No Simple Answer to Why
Researchers state there is no simple answer to why people commit suicide; people die by suicide for a number of reasons, including depression and various other reasons, according to the nonprofit organization Suicide Awareness Voices of Education, or SAVE, which works to prevent suicide nationwide. On the organization’s website, it states that a suicide attempt is a clear indication that something is gravely wrong in a person’s life, and that an estimated 90 percent of those were suffering with an underlying mental illness and/or substance abuse problem at the time of their death.
No matter the race or age of the person, how rich or poor they are, it is true that most people who die by suicide have a mental illness, emotional disorder and/or chemical dependency, according to the National Alliance on Mental Illness. The most common underlying disorder is depression, with an estimated 60 percent of suicides committed by people suffering from depression, according to the alliance.
Note: The above two links have information about how and where to get help if necessary. Article continues below.
“A Great Person”
Jonah was Ms. Hulse’s eldest son out of three. He was exactly 17-and-a-half years old when he died. He also was a senior at Wilby and formerly played on its varsity football team.
Jonah’s cousin, Chris Curry, said Jonah was more than a cousin to him.
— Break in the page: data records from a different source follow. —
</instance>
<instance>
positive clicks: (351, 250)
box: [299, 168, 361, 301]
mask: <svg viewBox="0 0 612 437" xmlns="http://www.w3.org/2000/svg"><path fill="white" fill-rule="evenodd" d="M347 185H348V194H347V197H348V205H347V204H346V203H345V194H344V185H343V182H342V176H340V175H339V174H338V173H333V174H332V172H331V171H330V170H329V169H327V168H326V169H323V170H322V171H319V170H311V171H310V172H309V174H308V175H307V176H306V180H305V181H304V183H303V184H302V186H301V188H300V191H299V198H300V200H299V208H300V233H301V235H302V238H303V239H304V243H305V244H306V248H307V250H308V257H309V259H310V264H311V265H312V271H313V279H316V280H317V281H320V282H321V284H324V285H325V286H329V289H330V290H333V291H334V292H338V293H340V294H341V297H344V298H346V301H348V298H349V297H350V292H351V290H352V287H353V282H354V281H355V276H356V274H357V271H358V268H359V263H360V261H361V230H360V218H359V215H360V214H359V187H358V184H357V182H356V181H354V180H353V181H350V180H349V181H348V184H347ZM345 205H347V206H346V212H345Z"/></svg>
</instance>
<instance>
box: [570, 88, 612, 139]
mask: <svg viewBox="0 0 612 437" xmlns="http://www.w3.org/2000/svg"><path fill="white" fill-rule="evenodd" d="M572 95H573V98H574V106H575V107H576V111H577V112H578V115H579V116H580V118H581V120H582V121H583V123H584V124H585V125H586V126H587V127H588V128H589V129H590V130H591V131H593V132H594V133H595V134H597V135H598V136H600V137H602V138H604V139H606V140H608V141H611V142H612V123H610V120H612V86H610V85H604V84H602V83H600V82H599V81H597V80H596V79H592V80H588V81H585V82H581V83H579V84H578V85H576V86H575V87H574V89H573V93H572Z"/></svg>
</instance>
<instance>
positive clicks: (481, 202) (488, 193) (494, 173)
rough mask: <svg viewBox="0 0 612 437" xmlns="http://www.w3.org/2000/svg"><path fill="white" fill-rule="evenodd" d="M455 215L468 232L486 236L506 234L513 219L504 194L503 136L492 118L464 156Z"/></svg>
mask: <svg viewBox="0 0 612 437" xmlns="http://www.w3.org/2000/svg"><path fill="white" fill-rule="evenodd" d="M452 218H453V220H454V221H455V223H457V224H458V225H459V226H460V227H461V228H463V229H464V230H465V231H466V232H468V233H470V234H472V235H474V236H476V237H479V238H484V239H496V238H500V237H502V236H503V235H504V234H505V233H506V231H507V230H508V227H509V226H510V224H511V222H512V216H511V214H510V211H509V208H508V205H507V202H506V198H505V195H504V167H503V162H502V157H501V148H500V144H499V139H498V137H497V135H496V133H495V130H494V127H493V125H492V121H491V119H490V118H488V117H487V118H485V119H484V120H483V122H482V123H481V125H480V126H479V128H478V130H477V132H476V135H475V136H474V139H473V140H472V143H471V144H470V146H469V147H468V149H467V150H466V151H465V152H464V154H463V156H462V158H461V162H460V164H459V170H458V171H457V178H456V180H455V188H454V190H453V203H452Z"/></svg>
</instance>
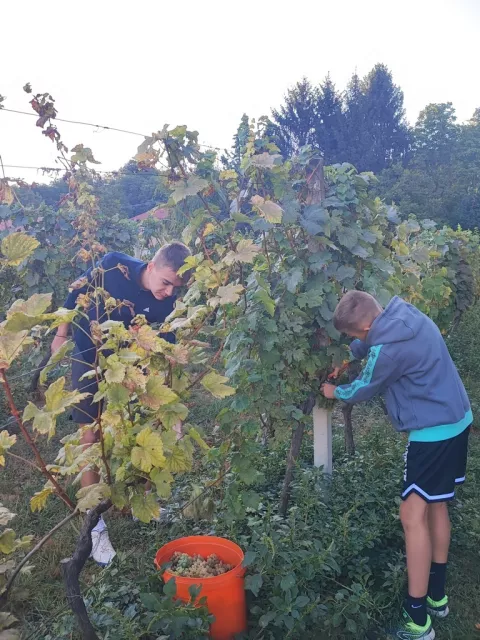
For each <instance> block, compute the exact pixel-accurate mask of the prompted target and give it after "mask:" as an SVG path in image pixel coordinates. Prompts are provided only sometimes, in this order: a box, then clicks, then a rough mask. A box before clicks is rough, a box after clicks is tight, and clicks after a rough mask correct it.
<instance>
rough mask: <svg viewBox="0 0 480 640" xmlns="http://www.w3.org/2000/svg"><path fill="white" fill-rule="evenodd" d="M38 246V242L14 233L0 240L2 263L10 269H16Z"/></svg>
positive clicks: (34, 239) (10, 234)
mask: <svg viewBox="0 0 480 640" xmlns="http://www.w3.org/2000/svg"><path fill="white" fill-rule="evenodd" d="M39 245H40V243H39V242H38V240H36V239H35V238H32V237H31V236H28V235H27V234H26V233H21V232H15V233H11V234H10V235H9V236H6V237H5V238H4V239H3V240H2V245H1V247H2V253H3V255H4V261H5V262H6V263H7V264H8V265H9V266H11V267H18V265H20V264H21V263H22V262H23V261H24V260H26V259H27V258H29V257H30V256H31V255H32V253H33V252H34V251H35V249H36V248H37V247H38V246H39Z"/></svg>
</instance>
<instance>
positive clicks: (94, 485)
mask: <svg viewBox="0 0 480 640" xmlns="http://www.w3.org/2000/svg"><path fill="white" fill-rule="evenodd" d="M110 496H111V490H110V487H109V486H108V484H104V483H103V482H99V483H97V484H92V485H90V486H89V487H82V488H81V489H80V490H79V491H78V492H77V500H78V502H77V509H78V510H79V511H82V512H85V511H88V510H89V509H93V507H96V506H97V504H99V503H100V502H101V501H102V500H105V499H106V498H110Z"/></svg>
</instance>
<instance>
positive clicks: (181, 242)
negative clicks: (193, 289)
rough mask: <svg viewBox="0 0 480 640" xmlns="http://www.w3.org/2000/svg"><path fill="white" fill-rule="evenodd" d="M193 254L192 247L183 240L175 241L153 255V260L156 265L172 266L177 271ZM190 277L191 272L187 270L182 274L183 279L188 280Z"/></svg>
mask: <svg viewBox="0 0 480 640" xmlns="http://www.w3.org/2000/svg"><path fill="white" fill-rule="evenodd" d="M191 255H192V254H191V251H190V249H189V248H188V247H187V246H186V245H184V244H183V242H178V241H175V242H170V243H169V244H165V245H163V247H161V248H160V249H159V250H158V251H157V253H156V254H155V256H154V257H153V260H152V262H153V264H154V265H155V266H156V267H170V268H171V269H172V271H175V273H177V271H178V270H179V269H180V268H181V267H183V265H184V264H185V260H186V259H187V258H188V257H189V256H191ZM189 277H190V272H189V271H187V272H186V273H184V274H183V275H182V280H183V281H184V282H186V281H187V280H188V279H189Z"/></svg>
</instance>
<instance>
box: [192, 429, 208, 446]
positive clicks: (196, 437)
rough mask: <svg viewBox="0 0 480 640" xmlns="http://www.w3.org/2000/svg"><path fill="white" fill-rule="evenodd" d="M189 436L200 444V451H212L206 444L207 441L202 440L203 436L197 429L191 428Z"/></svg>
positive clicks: (207, 445)
mask: <svg viewBox="0 0 480 640" xmlns="http://www.w3.org/2000/svg"><path fill="white" fill-rule="evenodd" d="M188 435H189V436H190V438H192V440H194V441H195V442H196V443H197V444H198V446H199V447H200V449H202V450H203V451H209V450H210V447H209V446H208V444H207V443H206V442H205V440H204V439H203V438H202V436H201V435H200V434H199V433H198V431H197V430H196V429H195V427H190V429H189V430H188Z"/></svg>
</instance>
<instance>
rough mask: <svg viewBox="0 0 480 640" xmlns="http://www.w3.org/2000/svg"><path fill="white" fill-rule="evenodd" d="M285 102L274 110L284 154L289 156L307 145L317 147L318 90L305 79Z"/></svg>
mask: <svg viewBox="0 0 480 640" xmlns="http://www.w3.org/2000/svg"><path fill="white" fill-rule="evenodd" d="M284 100H285V103H284V104H283V105H282V106H281V107H280V108H279V109H278V110H277V109H273V110H272V116H273V120H274V122H275V124H276V127H277V132H276V133H277V140H278V144H279V146H280V150H281V151H282V153H284V154H285V155H289V154H291V153H294V152H295V151H296V150H297V149H299V148H300V147H303V146H304V145H307V144H311V145H314V146H316V125H317V113H316V109H317V100H318V89H316V88H315V87H313V86H312V85H311V84H310V82H309V81H308V80H307V78H303V79H302V80H301V81H300V82H297V84H296V85H295V86H294V87H293V88H292V89H289V90H288V92H287V95H286V96H285V98H284Z"/></svg>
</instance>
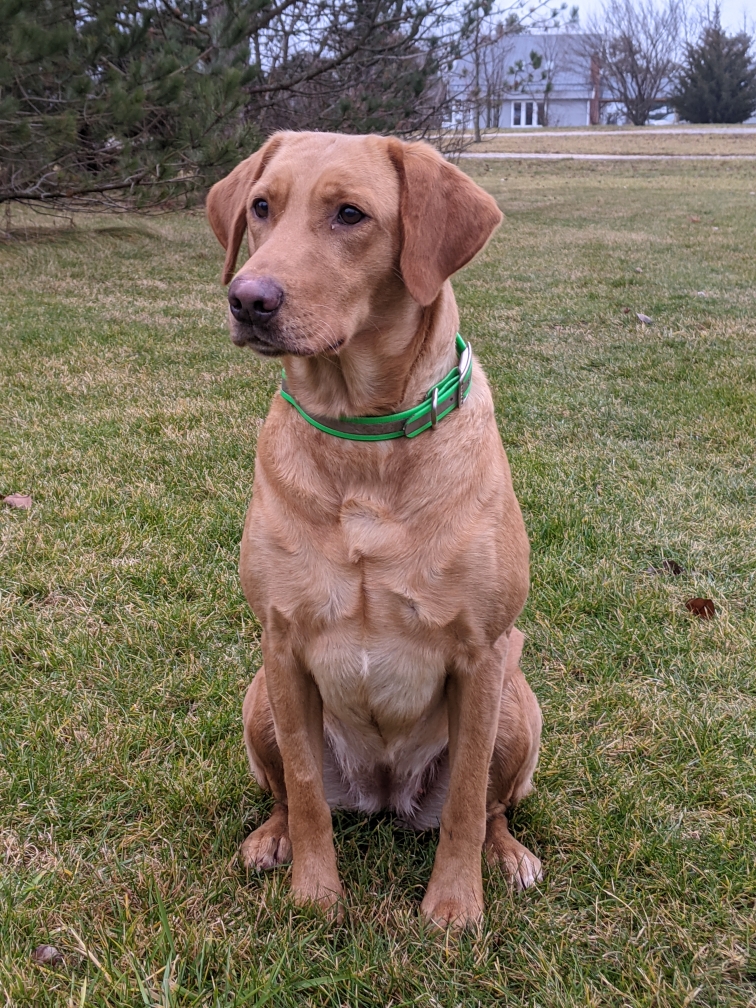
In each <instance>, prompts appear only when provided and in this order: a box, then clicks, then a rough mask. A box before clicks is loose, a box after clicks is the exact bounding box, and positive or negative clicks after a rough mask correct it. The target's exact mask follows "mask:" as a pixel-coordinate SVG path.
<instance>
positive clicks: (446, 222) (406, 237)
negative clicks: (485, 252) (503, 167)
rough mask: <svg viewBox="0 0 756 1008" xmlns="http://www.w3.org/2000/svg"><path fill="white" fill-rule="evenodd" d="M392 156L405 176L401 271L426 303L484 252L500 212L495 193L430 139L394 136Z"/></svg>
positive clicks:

“He was a brother,” Curry said. “He was such a great person; he would always put others before him. He had a glowing personality that could make anyone happy. The foundation is great because it’s an opportunity to do something Jonah loved and that was giving back to the community and to people who were less fortunate.”
Friend Natasha Lindsey echoed those remarks.
“Jonah had a genuinely kind heart and a loving personality; he pushed everyone around him to
be the best version of themselves because he wanted them to make something out of themselves and not be a statistic,” Lindsey said. “This foundation is a complete door-opener for our youth to have someone to turn to and have somewhere to be able to express their feelings, judgment free, and to show them that their lives matter.”
Maria Hulse said she believes God gave her a gift in Jonah.
“And I hold it close to my heart,” she said. “The 17-and-a-half years I had with my beautiful son he showed me that life is what we make it, and he filled it with love that I will keep sharing. He was a truly special kid in so many ways and the best way was he loved helping others in any way possible. It shows us that no matter what we are going through, (you should) always help when you can.”